Müsabaka şöyle başladı!
Molde makina gibi bir takım hissi verdi!
Çok çabuk çıktılar. Uzun toplarla G.Saray kalesine indiler!
Savunmadan gelen Ellingsen, Nelsson ve Abdülkerim dahil 4 kişinin arasından kafayı vurdu.
“Gerçek terazi; buralar! Şimdiye kadarki; elemeler kandırmaca idi. Ciddiye alınacak skorlar ya da futbol yoktu” diyecek olduk ki...
O Molde’den eser kalmadı, G.Saray sazı eline aldı.
Maçı Yunus çevirdi!
25. dakikaya kadar G.Saray adına olumlu hiçbir şey yoktu!
Sadece Yunus Akgün rakip sahaya arada bir sarkıyordu. Ki bu şekilde bir faul kazandık; Oliveira’nın savunmaya çarpıp ağlara giden şutu psikolojik üstünlüğü rakipten aldı! Bize verdi...
Hele arkasından İcardi öyle bir gol attı ki; Trabzon’a attığı 2. golden çok daha estetik, çok daha zor olanı, çok daha ince bir işçilik seyrettik.
Evet o ilk 25 dakikadaki Molde’den eser kalmamıştı.
Tamam G.Saray’ın hücumda problemi yok; değiştir, değiştir oynat!
Ama savunmasında ciddi zaaflar var.
Dün çok pozisyon verdiler, Muslera’nın çıkarttıkları var.
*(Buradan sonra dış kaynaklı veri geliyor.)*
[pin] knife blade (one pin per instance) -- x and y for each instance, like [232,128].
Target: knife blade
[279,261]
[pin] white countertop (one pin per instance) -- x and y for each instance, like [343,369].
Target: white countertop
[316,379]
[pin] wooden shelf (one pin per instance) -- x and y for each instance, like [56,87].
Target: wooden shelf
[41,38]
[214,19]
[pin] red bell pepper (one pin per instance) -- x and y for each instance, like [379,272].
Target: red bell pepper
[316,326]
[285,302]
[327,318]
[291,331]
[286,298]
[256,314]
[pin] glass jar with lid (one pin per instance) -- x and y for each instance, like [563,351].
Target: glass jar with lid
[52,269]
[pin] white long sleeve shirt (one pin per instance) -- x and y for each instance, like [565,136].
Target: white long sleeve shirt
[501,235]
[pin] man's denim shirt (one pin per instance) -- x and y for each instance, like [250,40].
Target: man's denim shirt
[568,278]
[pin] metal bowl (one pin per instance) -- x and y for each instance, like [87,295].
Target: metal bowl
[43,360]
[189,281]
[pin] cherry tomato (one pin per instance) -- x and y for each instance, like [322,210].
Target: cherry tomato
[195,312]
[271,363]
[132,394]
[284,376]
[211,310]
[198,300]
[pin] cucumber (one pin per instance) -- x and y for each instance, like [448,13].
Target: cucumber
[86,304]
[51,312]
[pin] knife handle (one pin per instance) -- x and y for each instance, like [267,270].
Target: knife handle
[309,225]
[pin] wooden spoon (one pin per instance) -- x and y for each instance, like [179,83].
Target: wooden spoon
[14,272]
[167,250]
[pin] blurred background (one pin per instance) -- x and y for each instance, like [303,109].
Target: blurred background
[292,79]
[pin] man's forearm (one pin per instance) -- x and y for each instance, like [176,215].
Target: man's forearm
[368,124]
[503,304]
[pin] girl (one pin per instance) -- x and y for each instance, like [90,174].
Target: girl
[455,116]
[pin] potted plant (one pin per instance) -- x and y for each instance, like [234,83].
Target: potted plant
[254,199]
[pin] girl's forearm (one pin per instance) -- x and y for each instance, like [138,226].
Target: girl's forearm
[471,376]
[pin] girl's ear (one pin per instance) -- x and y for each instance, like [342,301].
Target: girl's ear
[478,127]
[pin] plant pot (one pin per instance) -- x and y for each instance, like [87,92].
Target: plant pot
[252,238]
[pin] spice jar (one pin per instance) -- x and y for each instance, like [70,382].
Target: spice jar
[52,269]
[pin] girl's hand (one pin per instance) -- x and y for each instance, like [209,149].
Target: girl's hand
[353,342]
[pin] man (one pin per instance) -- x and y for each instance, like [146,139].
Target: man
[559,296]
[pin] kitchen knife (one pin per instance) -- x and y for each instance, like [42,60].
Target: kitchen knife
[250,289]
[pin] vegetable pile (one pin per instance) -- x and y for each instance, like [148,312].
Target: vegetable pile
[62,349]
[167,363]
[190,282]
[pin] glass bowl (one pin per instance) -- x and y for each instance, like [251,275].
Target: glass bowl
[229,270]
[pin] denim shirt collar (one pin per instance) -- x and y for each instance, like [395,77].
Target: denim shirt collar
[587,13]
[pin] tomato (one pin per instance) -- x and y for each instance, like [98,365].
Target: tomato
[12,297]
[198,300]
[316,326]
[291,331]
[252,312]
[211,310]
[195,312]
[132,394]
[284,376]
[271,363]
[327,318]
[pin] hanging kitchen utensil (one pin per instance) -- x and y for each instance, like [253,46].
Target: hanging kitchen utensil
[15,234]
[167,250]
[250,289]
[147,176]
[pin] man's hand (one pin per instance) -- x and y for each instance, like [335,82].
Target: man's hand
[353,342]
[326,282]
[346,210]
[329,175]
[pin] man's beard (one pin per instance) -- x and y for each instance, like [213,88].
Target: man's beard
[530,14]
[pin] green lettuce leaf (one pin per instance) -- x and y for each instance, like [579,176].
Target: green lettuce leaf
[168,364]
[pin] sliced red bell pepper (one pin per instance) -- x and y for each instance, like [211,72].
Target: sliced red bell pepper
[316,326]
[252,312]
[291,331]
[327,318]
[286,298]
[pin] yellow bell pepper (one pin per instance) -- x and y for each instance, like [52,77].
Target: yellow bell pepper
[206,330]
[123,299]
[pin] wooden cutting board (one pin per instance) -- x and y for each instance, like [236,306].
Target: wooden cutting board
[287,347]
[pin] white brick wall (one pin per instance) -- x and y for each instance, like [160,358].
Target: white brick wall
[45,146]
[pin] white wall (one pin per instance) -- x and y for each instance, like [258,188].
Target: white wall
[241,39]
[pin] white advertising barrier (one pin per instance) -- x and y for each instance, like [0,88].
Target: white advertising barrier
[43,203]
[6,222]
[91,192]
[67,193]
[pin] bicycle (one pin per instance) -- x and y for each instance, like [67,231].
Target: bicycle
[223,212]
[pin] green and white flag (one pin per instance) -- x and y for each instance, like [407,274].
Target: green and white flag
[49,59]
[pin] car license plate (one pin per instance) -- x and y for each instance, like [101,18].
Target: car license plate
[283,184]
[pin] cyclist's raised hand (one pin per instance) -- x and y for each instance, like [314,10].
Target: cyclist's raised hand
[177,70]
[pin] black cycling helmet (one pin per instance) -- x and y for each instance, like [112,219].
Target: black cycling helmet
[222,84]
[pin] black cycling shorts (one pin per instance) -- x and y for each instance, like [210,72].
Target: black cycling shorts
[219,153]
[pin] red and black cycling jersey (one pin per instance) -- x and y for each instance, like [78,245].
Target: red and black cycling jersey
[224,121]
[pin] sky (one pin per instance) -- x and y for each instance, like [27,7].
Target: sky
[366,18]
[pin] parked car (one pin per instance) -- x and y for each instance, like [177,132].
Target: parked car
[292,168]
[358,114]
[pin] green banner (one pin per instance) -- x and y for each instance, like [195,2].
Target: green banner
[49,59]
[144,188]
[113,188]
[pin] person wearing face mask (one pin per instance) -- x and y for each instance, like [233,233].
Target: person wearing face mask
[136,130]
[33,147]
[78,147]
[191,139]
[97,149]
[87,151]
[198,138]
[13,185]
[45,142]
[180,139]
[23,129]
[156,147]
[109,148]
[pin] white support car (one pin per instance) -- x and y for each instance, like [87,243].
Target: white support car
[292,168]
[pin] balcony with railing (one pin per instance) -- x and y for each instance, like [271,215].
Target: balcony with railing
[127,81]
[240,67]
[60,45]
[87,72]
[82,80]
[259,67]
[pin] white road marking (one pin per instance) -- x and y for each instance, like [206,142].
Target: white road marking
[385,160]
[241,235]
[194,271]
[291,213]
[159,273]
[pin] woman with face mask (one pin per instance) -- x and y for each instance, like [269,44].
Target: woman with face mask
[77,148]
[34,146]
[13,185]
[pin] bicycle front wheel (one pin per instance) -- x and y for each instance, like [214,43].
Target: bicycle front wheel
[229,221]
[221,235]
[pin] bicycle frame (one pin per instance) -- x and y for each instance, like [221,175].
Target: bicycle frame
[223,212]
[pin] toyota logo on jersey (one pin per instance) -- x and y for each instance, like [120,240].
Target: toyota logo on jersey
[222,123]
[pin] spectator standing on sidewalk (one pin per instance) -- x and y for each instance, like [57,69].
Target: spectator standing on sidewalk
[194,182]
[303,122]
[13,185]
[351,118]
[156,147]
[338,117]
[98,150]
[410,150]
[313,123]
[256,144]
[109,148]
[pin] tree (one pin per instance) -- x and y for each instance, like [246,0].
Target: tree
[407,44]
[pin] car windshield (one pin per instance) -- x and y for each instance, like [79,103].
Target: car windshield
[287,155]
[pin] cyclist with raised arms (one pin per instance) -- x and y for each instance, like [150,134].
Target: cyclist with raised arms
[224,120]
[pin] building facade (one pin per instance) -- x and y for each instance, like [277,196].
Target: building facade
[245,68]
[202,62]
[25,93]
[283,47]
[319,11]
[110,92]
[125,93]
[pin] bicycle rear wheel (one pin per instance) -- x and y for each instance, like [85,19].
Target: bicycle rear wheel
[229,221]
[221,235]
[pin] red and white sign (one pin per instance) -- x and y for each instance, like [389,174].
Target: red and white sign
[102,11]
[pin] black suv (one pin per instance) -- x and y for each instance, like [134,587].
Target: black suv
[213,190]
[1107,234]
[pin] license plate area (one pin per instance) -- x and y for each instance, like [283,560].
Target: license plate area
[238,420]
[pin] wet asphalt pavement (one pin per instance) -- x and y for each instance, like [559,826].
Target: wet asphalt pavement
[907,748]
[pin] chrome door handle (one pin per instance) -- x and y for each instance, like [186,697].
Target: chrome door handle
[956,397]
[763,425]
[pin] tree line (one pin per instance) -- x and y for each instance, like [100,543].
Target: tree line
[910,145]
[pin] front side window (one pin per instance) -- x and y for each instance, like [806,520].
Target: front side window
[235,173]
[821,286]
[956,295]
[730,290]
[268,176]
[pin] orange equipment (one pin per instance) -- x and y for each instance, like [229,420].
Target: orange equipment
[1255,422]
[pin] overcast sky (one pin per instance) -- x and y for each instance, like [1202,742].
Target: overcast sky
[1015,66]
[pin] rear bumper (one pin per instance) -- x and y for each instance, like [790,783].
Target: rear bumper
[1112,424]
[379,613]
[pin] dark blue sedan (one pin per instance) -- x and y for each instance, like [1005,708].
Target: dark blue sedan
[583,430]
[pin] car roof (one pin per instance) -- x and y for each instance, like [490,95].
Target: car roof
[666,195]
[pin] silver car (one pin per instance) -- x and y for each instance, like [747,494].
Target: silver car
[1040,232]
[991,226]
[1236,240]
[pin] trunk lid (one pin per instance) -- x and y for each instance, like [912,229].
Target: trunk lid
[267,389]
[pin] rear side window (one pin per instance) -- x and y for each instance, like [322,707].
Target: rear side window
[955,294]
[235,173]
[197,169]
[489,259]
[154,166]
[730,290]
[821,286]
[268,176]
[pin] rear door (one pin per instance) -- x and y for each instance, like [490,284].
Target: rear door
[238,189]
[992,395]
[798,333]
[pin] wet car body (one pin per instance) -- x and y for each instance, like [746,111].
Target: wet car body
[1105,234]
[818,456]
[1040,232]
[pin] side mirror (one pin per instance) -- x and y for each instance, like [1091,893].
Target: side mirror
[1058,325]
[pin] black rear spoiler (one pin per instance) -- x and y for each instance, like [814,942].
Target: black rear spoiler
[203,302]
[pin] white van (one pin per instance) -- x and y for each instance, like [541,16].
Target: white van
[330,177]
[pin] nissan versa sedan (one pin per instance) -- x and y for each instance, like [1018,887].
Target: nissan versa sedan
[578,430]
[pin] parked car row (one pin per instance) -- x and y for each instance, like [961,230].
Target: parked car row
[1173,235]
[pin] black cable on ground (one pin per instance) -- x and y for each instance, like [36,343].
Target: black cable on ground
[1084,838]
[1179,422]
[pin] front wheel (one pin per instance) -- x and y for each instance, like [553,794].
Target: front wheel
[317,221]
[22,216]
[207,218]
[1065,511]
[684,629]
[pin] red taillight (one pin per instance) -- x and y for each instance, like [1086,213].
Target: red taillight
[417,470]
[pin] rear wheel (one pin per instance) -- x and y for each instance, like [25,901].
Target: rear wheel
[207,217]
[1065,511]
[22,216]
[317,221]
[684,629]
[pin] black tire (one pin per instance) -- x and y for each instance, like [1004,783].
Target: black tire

İcardi normal bir golcü değil, egosu yok atıyor, attırıyor.
VAR’dan bir doğru bir yanlış!
1) Yunus’un ilk yarının sonlarında rakip sahaya akması ve ağlara giden şutu gol olarak değer kazanmadı. VAR, İngiliz hakemi monitöre çağırdı. Mertens’in rakibinin ayaklarını çiğnediği çok açıktı.
2) VAR, “elle oynama var” gerekçesiyle hakemi bir kere daha monitöre çağırdı. Hakem Taylor, elden önce G.Saraylı oyuncunun ayağının o kadar yükselmesine faul dedi. Ve penaltı noktasına gitmedi.